Whitepaper
Notes from Twenty-Three Years Inside a Compliance Lexicon
A Multi-Axis Classification Practice with Auditable Provenance
Compliance lexicons inherit their structure from general-language dictionary APIs, but compliance terminology must answer questions those dictionaries do not ask. This essay reports a practice developed over twenty-three years: identify the dimensions a class of term silently encodes in regulatory text, encode them as independent properties with per-axis provenance, and populate them through a rule-based pipeline with human-in-the-loop adjudication.

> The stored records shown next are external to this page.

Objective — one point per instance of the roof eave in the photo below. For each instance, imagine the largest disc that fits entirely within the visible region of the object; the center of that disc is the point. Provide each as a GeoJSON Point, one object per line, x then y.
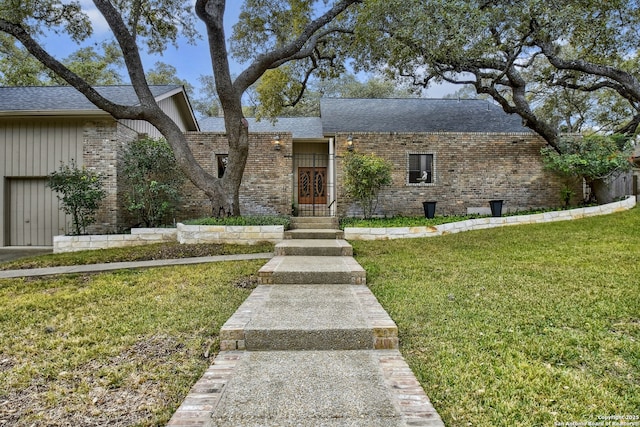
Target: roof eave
{"type": "Point", "coordinates": [52, 113]}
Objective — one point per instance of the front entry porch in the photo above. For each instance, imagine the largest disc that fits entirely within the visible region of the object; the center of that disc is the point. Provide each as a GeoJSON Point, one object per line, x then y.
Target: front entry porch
{"type": "Point", "coordinates": [314, 184]}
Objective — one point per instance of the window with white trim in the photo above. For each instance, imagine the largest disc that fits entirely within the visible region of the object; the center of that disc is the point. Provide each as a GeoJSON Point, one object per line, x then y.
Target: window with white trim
{"type": "Point", "coordinates": [221, 162]}
{"type": "Point", "coordinates": [420, 168]}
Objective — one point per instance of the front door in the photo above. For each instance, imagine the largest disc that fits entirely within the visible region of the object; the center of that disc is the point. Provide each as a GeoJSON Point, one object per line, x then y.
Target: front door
{"type": "Point", "coordinates": [312, 185]}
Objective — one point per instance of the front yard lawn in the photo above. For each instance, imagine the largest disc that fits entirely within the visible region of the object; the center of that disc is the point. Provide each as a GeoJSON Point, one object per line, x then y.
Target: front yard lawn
{"type": "Point", "coordinates": [118, 349]}
{"type": "Point", "coordinates": [519, 326]}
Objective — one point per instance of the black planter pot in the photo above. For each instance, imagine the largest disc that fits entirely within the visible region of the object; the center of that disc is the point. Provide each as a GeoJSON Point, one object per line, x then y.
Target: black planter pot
{"type": "Point", "coordinates": [496, 207]}
{"type": "Point", "coordinates": [429, 209]}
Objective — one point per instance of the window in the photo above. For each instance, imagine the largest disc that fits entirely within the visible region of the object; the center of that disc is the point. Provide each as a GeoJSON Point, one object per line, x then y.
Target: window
{"type": "Point", "coordinates": [222, 160]}
{"type": "Point", "coordinates": [420, 168]}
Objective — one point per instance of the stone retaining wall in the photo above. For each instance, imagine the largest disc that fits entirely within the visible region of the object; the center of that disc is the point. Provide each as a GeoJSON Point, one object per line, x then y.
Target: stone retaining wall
{"type": "Point", "coordinates": [355, 233]}
{"type": "Point", "coordinates": [242, 235]}
{"type": "Point", "coordinates": [247, 235]}
{"type": "Point", "coordinates": [138, 236]}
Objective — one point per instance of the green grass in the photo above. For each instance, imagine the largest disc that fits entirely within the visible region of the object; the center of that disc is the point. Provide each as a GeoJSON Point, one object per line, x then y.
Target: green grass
{"type": "Point", "coordinates": [135, 253]}
{"type": "Point", "coordinates": [121, 348]}
{"type": "Point", "coordinates": [519, 326]}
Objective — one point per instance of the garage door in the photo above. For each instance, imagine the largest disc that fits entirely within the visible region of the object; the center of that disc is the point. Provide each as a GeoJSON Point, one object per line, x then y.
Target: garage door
{"type": "Point", "coordinates": [32, 213]}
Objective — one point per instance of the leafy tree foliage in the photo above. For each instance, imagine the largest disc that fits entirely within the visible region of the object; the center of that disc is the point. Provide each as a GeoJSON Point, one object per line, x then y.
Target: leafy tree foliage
{"type": "Point", "coordinates": [153, 181]}
{"type": "Point", "coordinates": [80, 193]}
{"type": "Point", "coordinates": [97, 65]}
{"type": "Point", "coordinates": [166, 74]}
{"type": "Point", "coordinates": [533, 57]}
{"type": "Point", "coordinates": [595, 158]}
{"type": "Point", "coordinates": [270, 34]}
{"type": "Point", "coordinates": [364, 177]}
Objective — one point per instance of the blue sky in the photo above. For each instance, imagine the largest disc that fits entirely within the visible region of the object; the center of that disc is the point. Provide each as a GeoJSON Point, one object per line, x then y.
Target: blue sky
{"type": "Point", "coordinates": [190, 60]}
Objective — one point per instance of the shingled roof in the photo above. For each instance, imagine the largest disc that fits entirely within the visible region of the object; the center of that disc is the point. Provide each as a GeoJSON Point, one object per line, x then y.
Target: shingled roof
{"type": "Point", "coordinates": [49, 99]}
{"type": "Point", "coordinates": [416, 115]}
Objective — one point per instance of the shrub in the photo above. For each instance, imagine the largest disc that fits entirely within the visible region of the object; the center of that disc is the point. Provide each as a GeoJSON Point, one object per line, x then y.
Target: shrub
{"type": "Point", "coordinates": [243, 220]}
{"type": "Point", "coordinates": [594, 158]}
{"type": "Point", "coordinates": [152, 181]}
{"type": "Point", "coordinates": [364, 176]}
{"type": "Point", "coordinates": [80, 192]}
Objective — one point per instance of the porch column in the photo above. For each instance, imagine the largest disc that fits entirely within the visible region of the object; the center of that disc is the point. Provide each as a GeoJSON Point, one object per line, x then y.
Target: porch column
{"type": "Point", "coordinates": [331, 172]}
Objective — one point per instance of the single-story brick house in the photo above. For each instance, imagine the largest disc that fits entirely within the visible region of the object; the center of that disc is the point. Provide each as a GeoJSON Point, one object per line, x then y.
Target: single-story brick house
{"type": "Point", "coordinates": [40, 127]}
{"type": "Point", "coordinates": [459, 153]}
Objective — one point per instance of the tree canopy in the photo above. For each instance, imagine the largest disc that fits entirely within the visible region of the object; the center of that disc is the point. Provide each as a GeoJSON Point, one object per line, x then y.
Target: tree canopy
{"type": "Point", "coordinates": [269, 35]}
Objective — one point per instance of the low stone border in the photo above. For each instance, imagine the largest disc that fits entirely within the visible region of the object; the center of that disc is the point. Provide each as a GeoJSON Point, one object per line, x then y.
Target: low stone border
{"type": "Point", "coordinates": [138, 236]}
{"type": "Point", "coordinates": [240, 235]}
{"type": "Point", "coordinates": [355, 233]}
{"type": "Point", "coordinates": [187, 234]}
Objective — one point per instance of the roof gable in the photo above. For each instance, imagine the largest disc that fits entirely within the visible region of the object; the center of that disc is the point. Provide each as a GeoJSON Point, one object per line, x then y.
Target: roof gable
{"type": "Point", "coordinates": [68, 101]}
{"type": "Point", "coordinates": [299, 127]}
{"type": "Point", "coordinates": [67, 98]}
{"type": "Point", "coordinates": [415, 115]}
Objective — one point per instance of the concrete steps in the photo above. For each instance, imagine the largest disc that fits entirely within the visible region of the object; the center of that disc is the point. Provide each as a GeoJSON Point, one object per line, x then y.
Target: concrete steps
{"type": "Point", "coordinates": [312, 270]}
{"type": "Point", "coordinates": [314, 228]}
{"type": "Point", "coordinates": [310, 317]}
{"type": "Point", "coordinates": [311, 346]}
{"type": "Point", "coordinates": [314, 233]}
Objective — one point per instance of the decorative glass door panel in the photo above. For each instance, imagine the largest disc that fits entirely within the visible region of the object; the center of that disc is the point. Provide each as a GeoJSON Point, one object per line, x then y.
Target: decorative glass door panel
{"type": "Point", "coordinates": [312, 185]}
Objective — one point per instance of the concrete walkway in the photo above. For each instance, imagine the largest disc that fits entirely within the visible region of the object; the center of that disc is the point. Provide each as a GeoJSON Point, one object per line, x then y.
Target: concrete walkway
{"type": "Point", "coordinates": [311, 346]}
{"type": "Point", "coordinates": [92, 268]}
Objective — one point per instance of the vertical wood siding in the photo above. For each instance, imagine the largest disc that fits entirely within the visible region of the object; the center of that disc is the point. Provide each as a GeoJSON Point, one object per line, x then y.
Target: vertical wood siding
{"type": "Point", "coordinates": [30, 149]}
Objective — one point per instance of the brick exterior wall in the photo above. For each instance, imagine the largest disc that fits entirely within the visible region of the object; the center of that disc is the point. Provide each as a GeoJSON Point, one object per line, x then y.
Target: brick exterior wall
{"type": "Point", "coordinates": [103, 142]}
{"type": "Point", "coordinates": [469, 170]}
{"type": "Point", "coordinates": [266, 187]}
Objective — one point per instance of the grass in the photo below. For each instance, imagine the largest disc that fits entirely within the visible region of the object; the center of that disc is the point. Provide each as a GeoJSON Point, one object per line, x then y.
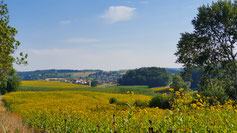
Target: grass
{"type": "Point", "coordinates": [11, 122]}
{"type": "Point", "coordinates": [83, 111]}
{"type": "Point", "coordinates": [58, 86]}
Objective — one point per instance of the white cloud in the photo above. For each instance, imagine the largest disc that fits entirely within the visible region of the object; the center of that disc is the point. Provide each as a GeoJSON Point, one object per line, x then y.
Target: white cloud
{"type": "Point", "coordinates": [118, 13]}
{"type": "Point", "coordinates": [82, 40]}
{"type": "Point", "coordinates": [144, 2]}
{"type": "Point", "coordinates": [65, 22]}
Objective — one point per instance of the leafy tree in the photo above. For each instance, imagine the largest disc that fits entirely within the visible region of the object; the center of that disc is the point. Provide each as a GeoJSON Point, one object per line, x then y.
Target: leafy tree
{"type": "Point", "coordinates": [193, 77]}
{"type": "Point", "coordinates": [212, 44]}
{"type": "Point", "coordinates": [8, 46]}
{"type": "Point", "coordinates": [179, 83]}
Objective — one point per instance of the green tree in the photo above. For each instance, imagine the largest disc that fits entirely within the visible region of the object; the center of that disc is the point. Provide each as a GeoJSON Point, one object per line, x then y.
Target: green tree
{"type": "Point", "coordinates": [151, 76]}
{"type": "Point", "coordinates": [212, 44]}
{"type": "Point", "coordinates": [8, 46]}
{"type": "Point", "coordinates": [179, 83]}
{"type": "Point", "coordinates": [94, 83]}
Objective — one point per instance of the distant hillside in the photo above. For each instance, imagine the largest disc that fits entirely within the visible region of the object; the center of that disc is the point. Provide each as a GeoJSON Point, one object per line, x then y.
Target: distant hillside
{"type": "Point", "coordinates": [53, 73]}
{"type": "Point", "coordinates": [174, 70]}
{"type": "Point", "coordinates": [70, 75]}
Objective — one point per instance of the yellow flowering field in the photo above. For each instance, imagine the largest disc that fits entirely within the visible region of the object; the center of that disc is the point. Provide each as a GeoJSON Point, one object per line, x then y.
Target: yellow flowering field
{"type": "Point", "coordinates": [74, 111]}
{"type": "Point", "coordinates": [81, 111]}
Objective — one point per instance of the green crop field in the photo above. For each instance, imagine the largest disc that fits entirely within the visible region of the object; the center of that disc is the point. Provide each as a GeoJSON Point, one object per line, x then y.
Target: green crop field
{"type": "Point", "coordinates": [58, 86]}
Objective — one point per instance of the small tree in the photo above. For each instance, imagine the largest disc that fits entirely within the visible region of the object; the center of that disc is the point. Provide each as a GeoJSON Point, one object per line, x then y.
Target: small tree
{"type": "Point", "coordinates": [8, 46]}
{"type": "Point", "coordinates": [94, 83]}
{"type": "Point", "coordinates": [179, 83]}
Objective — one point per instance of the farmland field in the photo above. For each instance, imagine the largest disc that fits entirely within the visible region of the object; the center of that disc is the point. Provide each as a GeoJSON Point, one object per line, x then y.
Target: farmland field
{"type": "Point", "coordinates": [86, 111]}
{"type": "Point", "coordinates": [58, 86]}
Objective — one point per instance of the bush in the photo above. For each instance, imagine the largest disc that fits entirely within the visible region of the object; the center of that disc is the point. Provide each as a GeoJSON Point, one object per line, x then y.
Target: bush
{"type": "Point", "coordinates": [112, 100]}
{"type": "Point", "coordinates": [160, 101]}
{"type": "Point", "coordinates": [179, 83]}
{"type": "Point", "coordinates": [216, 92]}
{"type": "Point", "coordinates": [139, 103]}
{"type": "Point", "coordinates": [10, 84]}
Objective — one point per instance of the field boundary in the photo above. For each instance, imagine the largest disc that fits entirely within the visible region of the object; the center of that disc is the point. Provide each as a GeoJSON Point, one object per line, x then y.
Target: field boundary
{"type": "Point", "coordinates": [11, 122]}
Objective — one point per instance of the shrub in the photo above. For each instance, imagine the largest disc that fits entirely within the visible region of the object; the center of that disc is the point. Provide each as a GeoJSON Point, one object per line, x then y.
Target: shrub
{"type": "Point", "coordinates": [9, 84]}
{"type": "Point", "coordinates": [112, 100]}
{"type": "Point", "coordinates": [139, 103]}
{"type": "Point", "coordinates": [160, 101]}
{"type": "Point", "coordinates": [216, 92]}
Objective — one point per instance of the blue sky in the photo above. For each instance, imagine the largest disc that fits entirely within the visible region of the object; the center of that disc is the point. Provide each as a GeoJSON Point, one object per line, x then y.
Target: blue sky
{"type": "Point", "coordinates": [101, 34]}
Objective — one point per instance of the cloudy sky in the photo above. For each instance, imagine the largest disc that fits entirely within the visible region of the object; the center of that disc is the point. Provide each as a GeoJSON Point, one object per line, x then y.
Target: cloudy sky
{"type": "Point", "coordinates": [101, 34]}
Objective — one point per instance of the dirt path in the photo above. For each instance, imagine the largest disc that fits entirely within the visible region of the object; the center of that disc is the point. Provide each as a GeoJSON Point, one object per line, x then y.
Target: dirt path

Verbs in the case study carry three orthogonal axes (cognitive level, responsibility tier, and automation feasibility); nouns carry three parallel axes (entity type, sensitivity, and regulatory information class). The implementation, nexus-lexicon, ships an OpenAPI-fronted, JSON-LD-backed terminology service with snapshot-citable audit trails, and a pilot inter-rater reliability study returns Fleiss κ = 0.51 across four LLM raters.
Key ideas
Compliance Terms Encode Multiple Dimensions
Every requirement in a compliance document silently asks several independent questions at once. A catalog that records only one answer per term forces practitioners to carry the remaining answers in their heads, making institutional knowledge fragile and audit findings recurrent.
The Human Stays in the Loop Permanently
The premise that automation can remove the human from a compliance classification pipeline is structurally false. Rules externalize expert knowledge but cannot replace the judgment needed to adjudicate low-confidence outputs, resolve disagreements, and re-review classifications when regulations evolve. "Rules plus H" is the correct shape; either alone fails.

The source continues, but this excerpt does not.